Farklı şeyler yazmak istiyorum artık, ya da farklı şeyler yaşamak.Farklı şeyler duymak,hissetmek ne bileyim işte köklü bir değişiklik istiyorum. Beni yaşama tekrardan bağlayacak bir inkılap lazım yani.Aldığım o ilaçlarla günün yirmi dört saati uyumak istemiyorum mesela.Ciğerlerimi delip geçen o dumanı solumak istemiyorum artık.Unutkanlığım dolayısıyla ne çaylarım soğusun ne de sigaralarım sönsün istemiyorum . Ruhumun sancılanmasından nefret ediyorum.Sürekli seni görmek istemiyorum. Seni bana düşündüren zihnimden ve seni gören gözlerimden de nefret ediyorum. İnsanların benim hakkımda yaptıkları o saçma sapan yorumlara verebileceğim onca mantıklı cevabım varken sırtımı dönüp susmak istemiyorum.Çok fazla düşündüğüm için gözlerimin altı mor .Ne yazık ki bunu tek biriniz bile idrak edemiyorsunuz! Benim için büyük bir acı kaynağı olan ,damarlarımda dolaşan o soğuk kanın hemşireler tarafından ne büyük bir önem arz ettiğini görünce,kendimi defalarca kez sorgulama ihtiyaci hissediyorum. Ne büyük bir özenle aldıkları aklıma geldikçe aldığım nefese kadar sövüyorum. Tek bir hayalim bile yokken ailemin beni yaşatmak için verdiği bu çabaya bir türlü anlam veremiyorum.Kaybettikçe sürekli bir yerlerde zifiri kalıyorum.Kalbim,ciğerlerim ve ruhum gibi bende zifiri kalıyorum. Bir türlü bitiremediğimiz savaşıma yeni mağlubiyetler eklemek istemiyorum.Zaten yeterince yenik bir ruha sahibim .Alabileceğim en derin nefesi alıp,bu titreyen bacaklarımla ve dönen başımla tüm şehri dolaşmak istiyorum. Seni bulabilmek için değil ,kendimi kaybetmek için ya da eski beni bulabilmek için. Aslında önemli olan bulmak ya da kaybolmak değildir Hafız. Asıl önemli olan elindekini taşıyabilmek ,ona sahip çıkabilmektir.

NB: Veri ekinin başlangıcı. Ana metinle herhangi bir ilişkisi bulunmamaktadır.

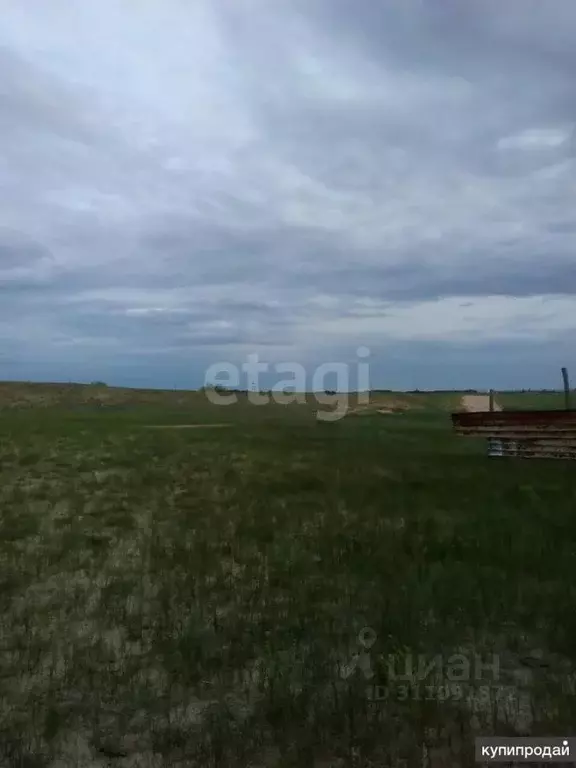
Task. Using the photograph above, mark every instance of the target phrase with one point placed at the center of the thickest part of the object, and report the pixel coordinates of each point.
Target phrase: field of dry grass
(197, 597)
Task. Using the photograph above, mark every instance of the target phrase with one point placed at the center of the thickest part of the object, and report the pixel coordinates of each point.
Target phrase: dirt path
(477, 403)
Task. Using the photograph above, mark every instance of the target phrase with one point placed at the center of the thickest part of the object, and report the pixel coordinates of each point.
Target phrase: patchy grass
(197, 597)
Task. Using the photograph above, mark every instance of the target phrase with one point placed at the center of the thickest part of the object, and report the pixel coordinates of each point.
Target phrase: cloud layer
(182, 183)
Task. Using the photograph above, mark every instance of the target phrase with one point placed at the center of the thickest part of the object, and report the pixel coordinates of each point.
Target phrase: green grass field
(196, 597)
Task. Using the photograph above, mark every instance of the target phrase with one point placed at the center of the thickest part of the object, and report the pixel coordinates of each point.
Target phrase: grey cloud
(272, 155)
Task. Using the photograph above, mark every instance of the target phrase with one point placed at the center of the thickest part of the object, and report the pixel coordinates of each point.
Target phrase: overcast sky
(190, 181)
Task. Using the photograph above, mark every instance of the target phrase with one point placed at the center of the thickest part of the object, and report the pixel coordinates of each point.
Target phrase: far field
(196, 597)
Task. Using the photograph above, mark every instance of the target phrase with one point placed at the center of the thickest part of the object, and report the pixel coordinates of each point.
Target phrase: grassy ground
(198, 597)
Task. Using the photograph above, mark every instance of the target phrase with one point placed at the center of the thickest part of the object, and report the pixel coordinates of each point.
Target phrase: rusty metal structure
(524, 434)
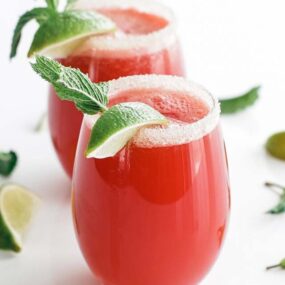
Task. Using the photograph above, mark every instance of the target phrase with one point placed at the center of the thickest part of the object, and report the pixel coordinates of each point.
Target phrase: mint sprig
(116, 126)
(60, 32)
(8, 162)
(52, 4)
(239, 103)
(72, 85)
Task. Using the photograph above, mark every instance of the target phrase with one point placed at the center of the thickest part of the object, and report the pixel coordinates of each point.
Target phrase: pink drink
(156, 213)
(145, 43)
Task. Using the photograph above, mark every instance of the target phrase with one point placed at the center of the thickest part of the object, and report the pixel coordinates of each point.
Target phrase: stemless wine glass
(156, 212)
(145, 43)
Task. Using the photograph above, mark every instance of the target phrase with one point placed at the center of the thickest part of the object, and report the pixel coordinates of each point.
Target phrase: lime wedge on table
(275, 145)
(118, 125)
(63, 32)
(17, 206)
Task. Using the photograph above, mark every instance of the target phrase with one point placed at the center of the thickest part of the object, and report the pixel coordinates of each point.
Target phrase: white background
(229, 46)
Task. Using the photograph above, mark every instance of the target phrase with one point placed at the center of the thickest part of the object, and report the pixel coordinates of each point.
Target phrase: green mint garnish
(59, 33)
(281, 265)
(116, 126)
(72, 85)
(275, 145)
(236, 104)
(52, 4)
(280, 207)
(8, 162)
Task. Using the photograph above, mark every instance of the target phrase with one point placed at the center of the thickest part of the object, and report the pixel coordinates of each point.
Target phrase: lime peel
(275, 145)
(63, 32)
(17, 207)
(118, 125)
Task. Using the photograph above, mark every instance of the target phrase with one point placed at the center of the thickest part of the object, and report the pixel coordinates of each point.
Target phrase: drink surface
(107, 64)
(153, 215)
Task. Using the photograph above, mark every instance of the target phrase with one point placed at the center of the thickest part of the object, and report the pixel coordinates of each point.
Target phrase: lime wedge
(275, 145)
(118, 125)
(17, 206)
(63, 32)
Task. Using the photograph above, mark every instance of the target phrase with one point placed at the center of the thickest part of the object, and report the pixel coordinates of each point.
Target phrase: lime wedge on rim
(17, 206)
(118, 125)
(63, 32)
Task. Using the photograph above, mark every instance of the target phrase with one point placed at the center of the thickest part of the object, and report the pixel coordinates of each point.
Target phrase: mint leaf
(69, 4)
(233, 105)
(52, 4)
(72, 85)
(8, 162)
(38, 14)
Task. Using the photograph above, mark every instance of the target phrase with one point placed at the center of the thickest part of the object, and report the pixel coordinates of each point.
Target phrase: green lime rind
(118, 125)
(66, 29)
(236, 104)
(8, 162)
(7, 239)
(275, 145)
(17, 207)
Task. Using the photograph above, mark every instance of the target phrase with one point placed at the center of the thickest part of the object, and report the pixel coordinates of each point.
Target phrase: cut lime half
(118, 125)
(17, 207)
(62, 33)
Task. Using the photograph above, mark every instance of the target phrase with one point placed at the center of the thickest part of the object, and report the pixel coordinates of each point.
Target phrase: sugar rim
(151, 42)
(174, 134)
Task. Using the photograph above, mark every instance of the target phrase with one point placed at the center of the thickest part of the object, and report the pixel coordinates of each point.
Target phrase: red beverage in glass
(156, 212)
(145, 43)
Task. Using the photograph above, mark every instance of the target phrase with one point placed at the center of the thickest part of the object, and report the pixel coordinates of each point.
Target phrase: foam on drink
(150, 27)
(192, 111)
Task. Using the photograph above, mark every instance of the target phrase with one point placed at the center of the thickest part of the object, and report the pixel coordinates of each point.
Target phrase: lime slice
(118, 125)
(275, 145)
(17, 206)
(63, 32)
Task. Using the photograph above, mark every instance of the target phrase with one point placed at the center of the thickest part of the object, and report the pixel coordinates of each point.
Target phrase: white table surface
(229, 46)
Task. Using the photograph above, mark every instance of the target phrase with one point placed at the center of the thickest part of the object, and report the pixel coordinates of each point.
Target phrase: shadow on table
(77, 278)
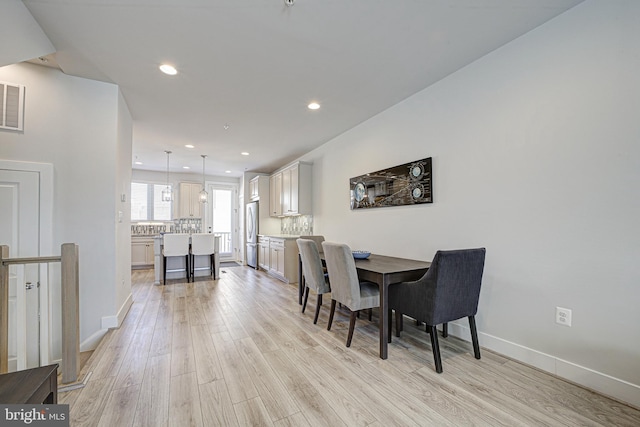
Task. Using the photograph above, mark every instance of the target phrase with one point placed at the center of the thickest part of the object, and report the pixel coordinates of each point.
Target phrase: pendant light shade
(167, 194)
(204, 196)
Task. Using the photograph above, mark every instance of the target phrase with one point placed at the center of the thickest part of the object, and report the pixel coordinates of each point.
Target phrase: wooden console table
(37, 385)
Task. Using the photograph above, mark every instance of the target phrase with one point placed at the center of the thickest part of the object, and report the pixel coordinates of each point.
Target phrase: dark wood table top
(29, 386)
(383, 264)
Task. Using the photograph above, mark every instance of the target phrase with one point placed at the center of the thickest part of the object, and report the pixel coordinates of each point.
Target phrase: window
(147, 204)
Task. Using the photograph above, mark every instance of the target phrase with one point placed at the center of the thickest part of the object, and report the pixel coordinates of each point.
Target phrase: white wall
(82, 127)
(122, 215)
(535, 157)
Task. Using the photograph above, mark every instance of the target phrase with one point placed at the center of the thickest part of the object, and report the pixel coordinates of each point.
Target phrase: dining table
(384, 271)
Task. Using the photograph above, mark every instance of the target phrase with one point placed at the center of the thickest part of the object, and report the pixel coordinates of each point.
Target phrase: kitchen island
(202, 263)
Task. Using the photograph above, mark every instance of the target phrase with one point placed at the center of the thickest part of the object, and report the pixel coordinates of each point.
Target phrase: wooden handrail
(32, 260)
(70, 307)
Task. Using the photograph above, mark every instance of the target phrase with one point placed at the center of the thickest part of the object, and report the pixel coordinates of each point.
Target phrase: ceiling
(248, 68)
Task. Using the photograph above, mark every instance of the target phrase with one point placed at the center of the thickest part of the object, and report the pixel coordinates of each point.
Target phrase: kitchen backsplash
(180, 225)
(301, 225)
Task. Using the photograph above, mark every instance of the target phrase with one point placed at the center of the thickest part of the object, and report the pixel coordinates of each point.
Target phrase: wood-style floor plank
(217, 409)
(153, 401)
(184, 401)
(237, 351)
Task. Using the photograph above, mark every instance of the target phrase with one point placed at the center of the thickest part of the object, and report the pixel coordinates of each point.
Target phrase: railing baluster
(4, 310)
(70, 314)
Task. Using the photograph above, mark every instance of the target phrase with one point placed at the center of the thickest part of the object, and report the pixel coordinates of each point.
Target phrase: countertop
(281, 236)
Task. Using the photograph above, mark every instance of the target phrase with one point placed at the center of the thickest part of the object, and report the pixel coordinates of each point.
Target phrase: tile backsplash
(301, 225)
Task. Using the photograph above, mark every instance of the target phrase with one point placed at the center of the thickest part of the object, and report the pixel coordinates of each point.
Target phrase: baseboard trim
(109, 322)
(92, 342)
(616, 388)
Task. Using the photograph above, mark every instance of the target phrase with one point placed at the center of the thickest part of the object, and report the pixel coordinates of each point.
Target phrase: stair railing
(70, 307)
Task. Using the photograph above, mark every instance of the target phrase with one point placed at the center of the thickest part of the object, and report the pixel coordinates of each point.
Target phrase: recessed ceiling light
(168, 69)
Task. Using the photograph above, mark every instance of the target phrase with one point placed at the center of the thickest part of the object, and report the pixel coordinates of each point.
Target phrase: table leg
(384, 321)
(300, 280)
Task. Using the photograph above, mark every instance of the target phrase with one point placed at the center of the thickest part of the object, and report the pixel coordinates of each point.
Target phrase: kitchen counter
(177, 262)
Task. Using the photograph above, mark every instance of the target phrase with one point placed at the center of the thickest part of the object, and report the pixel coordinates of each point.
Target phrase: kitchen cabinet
(142, 253)
(263, 252)
(275, 194)
(254, 188)
(190, 205)
(291, 190)
(278, 256)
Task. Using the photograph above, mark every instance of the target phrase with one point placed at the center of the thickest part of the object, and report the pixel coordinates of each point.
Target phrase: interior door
(19, 219)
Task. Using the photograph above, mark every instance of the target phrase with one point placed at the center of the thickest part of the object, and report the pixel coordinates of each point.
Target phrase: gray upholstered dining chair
(314, 277)
(346, 288)
(448, 291)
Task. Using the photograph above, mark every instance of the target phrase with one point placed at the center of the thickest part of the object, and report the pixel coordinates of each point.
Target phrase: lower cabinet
(263, 252)
(142, 254)
(279, 257)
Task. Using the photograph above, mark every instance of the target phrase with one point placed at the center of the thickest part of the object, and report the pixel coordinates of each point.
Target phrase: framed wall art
(407, 184)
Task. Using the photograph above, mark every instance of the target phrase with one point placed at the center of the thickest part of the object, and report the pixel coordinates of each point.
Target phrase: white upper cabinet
(275, 194)
(291, 190)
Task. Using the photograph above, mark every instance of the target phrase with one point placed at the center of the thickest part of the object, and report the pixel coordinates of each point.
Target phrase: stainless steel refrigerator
(252, 234)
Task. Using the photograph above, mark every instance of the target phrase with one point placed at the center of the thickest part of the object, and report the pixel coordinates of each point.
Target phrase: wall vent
(11, 106)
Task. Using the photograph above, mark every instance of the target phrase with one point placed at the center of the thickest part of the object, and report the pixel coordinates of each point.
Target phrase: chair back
(317, 239)
(312, 266)
(203, 244)
(345, 286)
(175, 244)
(455, 278)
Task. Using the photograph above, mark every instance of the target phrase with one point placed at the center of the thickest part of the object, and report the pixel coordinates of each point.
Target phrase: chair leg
(306, 296)
(318, 305)
(436, 348)
(333, 310)
(352, 326)
(213, 266)
(474, 336)
(164, 264)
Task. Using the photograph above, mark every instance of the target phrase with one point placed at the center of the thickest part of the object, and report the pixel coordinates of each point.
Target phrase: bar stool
(203, 244)
(175, 245)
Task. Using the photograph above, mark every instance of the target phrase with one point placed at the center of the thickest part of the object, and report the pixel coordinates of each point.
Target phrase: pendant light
(167, 194)
(204, 196)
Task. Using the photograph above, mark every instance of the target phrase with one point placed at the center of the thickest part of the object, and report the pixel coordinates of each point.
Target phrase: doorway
(25, 226)
(221, 218)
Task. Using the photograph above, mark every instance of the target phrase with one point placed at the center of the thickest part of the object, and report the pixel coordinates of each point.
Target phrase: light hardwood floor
(237, 351)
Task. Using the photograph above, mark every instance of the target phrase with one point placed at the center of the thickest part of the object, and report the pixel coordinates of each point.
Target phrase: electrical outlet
(563, 316)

En önemlisi de yürüyebilmektir . Şimdi insanlar bizi ne kadar yürüyor gibi görüyor olsada ,biz ruhen düşüp kaldırımları yatağımız olarak kabul etmiş insanlarız. Bu yüzden bizden kimse iyi şeyler söylememizi beklemesin Hafız. Geceye son birkaç cümle bırakın ve arkanıza bile bakmadan çekip gidin buradan deseler ;ilk söyleyeceğimiz:Kaybolup giden mahsumiyetimizin bir an önce bulunup bize teslim edilmesidir.Yüksek kuruldan şiddetle rica edeceğimiz ikinci şey ise şu mutlu insanların hepsinin piyasadan toplanıp ,kendilerine teker teker psikolojik destek aldırılmasıdır.Çünkü biz şu hayatta mutlu olacak hiçbir şey görmüyoruz. Baştan sona hepinize saygılar ve yalnızca mekfüreye selamlar.Lakin kimseye verecek sevgimiz kalmamıştır.